Obscure origins
As Dong had noted in a report posted on the arXiv physics preprint server last July2, the blast belongs to a class of superluminous supernovae that are low in hydrogen. These kinds of explosions are thought to be fuelled by magnetars: compact, rapidly rotating, highly magnetized cores that are left behind after a supernova explosion casts off a star’s outer layers. The magnetar’s powerful magnetic field launches a wind that heats gas flying from the supernova.
Wayne Rosing
Two of the telescopes used by the All Sky Automated Survey for SuperNovae (ASAS-SN) that discovered the brightest-ever supernova, from Cerro Tololo, Chile.

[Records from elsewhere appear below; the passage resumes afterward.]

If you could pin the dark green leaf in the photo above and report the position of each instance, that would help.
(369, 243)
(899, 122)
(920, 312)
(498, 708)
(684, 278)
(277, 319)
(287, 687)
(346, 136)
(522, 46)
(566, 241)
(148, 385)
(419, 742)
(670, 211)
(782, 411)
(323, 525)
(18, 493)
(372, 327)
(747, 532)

But ASASSN-15lh is hotter and more luminous than other hydrogen-poor supernovae — so much so that a magnetar would need to be spinning at its maximum possible rate and convert its spin energy into heat at 100% efficiency, says Dong. Because such changes are so extreme, Dong doubts that the magnetar model would work.
And whereas other hydrogen-poor supernovae reside in dim dwarf galaxies, ASASSN-15lh seems to originate near the centre of a massive galaxy that is brighter than the Milky Way — although Dong’s team says that it can’t rule out the possibility that it exploded in a dwarf galaxy that seemed to align with the larger one.
There’s a slim chance that ASASSN-15lh is not a supernova at all. Instead, it might be the fireworks associated with a star that has been gravitationally torn apart by a supermassive black hole, says supernova observer Edo Berger at Harvard University in Cambridge, Massachusetts, who was not part of the study.